Characteristics Impacting Trauma Reaction
~ Single, repeated, or sustained trauma
~ “Cascading trauma,” occurs when multiple traumas happen in a pattern that does not allow an individual to heal from one traumatic event before another occurs
~ Number of losses caused by the trauma (Interpersonal, status, self-esteem, financial, tangible, occupational, physical…)
~ It is helpful to access and discuss the losses associated with the initial trauma.
~ The number of losses greatly influences an individual’s ability to bounce back from the tragedy.
Characteristics Impacting Trauma Reaction
~ Were the trauma’s effects on the person’s life isolated or pervasive?
~ People who remain in the vicinity of the trauma may encounter greater challenges in recovery. The traumatic event intertwines with various aspects of the person’s daily activities and interactions, thus increasing the possibility of being triggered by surrounding cues.
~ Another way to view this potential dilemma for the client is to reframe it as an opportunity—the repetitive exposure to trauma-related cues may provide vital guidance as to when and which treatment and coping techniques to use in the delivery of trauma-informed and trauma-specific behavioral health services.
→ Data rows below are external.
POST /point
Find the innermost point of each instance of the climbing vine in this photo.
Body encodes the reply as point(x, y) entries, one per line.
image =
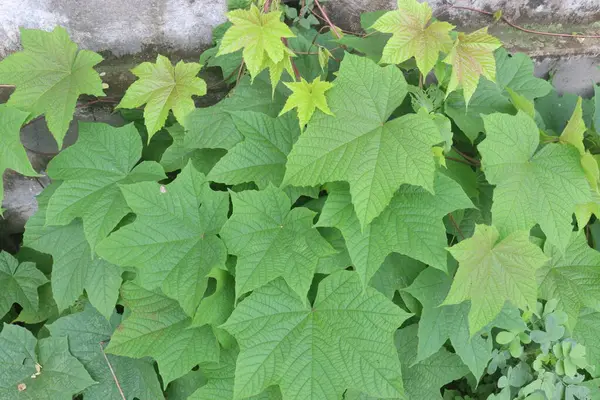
point(400, 214)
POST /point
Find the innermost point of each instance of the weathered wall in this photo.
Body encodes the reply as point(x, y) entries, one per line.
point(119, 26)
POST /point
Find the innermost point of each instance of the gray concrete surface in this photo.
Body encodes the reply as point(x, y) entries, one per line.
point(117, 26)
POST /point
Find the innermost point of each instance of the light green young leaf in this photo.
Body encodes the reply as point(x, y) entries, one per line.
point(159, 328)
point(87, 332)
point(272, 241)
point(75, 268)
point(259, 34)
point(261, 157)
point(12, 153)
point(493, 271)
point(307, 97)
point(571, 277)
point(307, 351)
point(411, 225)
point(422, 380)
point(442, 322)
point(487, 99)
point(91, 171)
point(515, 72)
point(359, 146)
point(529, 183)
point(173, 241)
point(19, 283)
point(163, 87)
point(472, 57)
point(43, 372)
point(414, 35)
point(50, 74)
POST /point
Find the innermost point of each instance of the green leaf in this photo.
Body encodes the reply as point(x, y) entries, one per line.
point(359, 146)
point(221, 377)
point(272, 241)
point(259, 34)
point(424, 379)
point(75, 268)
point(50, 73)
point(487, 99)
point(414, 35)
point(90, 172)
point(213, 127)
point(571, 277)
point(163, 87)
point(472, 57)
point(307, 97)
point(159, 328)
point(396, 273)
point(442, 322)
point(177, 155)
point(173, 241)
point(515, 72)
point(493, 271)
point(411, 225)
point(530, 182)
point(261, 156)
point(19, 283)
point(587, 332)
point(88, 332)
point(307, 350)
point(12, 153)
point(43, 372)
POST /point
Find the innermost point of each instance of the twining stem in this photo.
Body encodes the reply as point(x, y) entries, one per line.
point(324, 14)
point(112, 372)
point(510, 23)
point(451, 217)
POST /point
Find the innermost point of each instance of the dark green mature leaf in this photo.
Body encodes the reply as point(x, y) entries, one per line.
point(91, 170)
point(159, 328)
point(272, 241)
point(88, 333)
point(214, 128)
point(19, 283)
point(75, 268)
point(50, 74)
point(173, 240)
point(220, 381)
point(423, 379)
point(529, 181)
point(571, 277)
point(307, 350)
point(46, 371)
point(411, 225)
point(358, 145)
point(261, 156)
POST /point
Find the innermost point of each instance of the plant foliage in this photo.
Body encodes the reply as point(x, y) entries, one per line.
point(337, 227)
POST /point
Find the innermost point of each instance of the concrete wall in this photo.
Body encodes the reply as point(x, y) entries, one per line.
point(118, 26)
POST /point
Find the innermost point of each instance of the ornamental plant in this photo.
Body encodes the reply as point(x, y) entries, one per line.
point(402, 214)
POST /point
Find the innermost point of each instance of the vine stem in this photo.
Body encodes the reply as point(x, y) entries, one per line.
point(510, 23)
point(112, 372)
point(472, 160)
point(453, 221)
point(324, 14)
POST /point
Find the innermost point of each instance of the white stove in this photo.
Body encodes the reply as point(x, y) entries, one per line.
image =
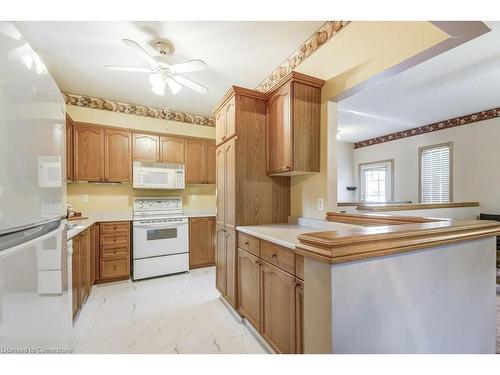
point(161, 237)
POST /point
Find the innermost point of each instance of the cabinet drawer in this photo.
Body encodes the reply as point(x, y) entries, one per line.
point(114, 268)
point(114, 251)
point(278, 256)
point(115, 226)
point(299, 266)
point(249, 243)
point(114, 239)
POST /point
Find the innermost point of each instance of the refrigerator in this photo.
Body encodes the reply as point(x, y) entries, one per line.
point(35, 279)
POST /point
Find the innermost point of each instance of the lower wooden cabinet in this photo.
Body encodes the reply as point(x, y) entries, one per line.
point(201, 242)
point(249, 287)
point(271, 296)
point(225, 260)
point(114, 251)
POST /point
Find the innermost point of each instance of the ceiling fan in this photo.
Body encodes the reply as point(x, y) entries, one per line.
point(162, 74)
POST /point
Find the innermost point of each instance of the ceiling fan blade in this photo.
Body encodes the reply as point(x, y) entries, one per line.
point(140, 51)
point(190, 84)
point(129, 69)
point(158, 83)
point(174, 86)
point(188, 66)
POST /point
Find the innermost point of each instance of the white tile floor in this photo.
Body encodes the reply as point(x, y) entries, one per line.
point(174, 314)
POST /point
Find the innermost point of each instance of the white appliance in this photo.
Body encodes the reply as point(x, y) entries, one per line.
point(161, 237)
point(150, 175)
point(35, 286)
Characteristics Impacting Trauma Reaction
~ Was the trauma expected or unexpected?
~ Who was responsible for the trauma and was the act intentional?
~ When terrible things happen, it is human nature to assign blame.
~ Trauma survivors can become heavily invested in assigning blame or finding out who was at fault to make sense of, give meaning to, the trauma and reestablish a sense of predictability, control, and safety
~ It is far easier to accept that someone, including oneself, is at fault than it is to accept the fact that one was simply in the wrong place at the wrong time.
~ For some trauma survivors, needing to find out why a trauma occurred or who is at fault can become a significant block to growth when the individual would be better served by asking, “What do I need to do to heal?”

Characteristics Impacting Trauma Reaction
~ Was the trauma experienced directly or indirectly?
~ What happened since the trauma?
~ Psychological meaning of trauma
~ Disruption of core assumptions and beliefs
~ Cultural meaning of a trauma. How do cultural interpretations, cultural support, and cultural responses affect the experience of trauma?
~ History of prior trauma, stressors, mental illness
~ History of resilience
~ Sociodemographic variables (occupation, income, ethnicity, education, gender…)

Resilience
~ Resilience among individuals from diverse cultural, racial, and ethnic groups:
~ Strong kinship bonds
~ Respect for elders and the importance of extended family
~ Spirituality and religious practices
~ Value in friendships and warm personal relationships
~ Expression of humor and creativity
~ Instilling a sense of history, heritage, and historical traditions
~ Community orientation, activities, and socialization
~ Strong work ethic
~ Philosophies and beliefs about life, suffering, and perseverance

Summary
~ Trauma can impact individuals, groups or communities (masses)
~ Each type of trauma presents different issues with garnering support and achieving recovery.
~ Traumas can be caused intentionally or unintentionally by man or nature.
~ The way an individual responds to trauma depends on
~ Their culture, gender, age and other sociodemographic characteristics
~ Whether it was expected
~ How pervasive the trauma is and the number of losses associated with it.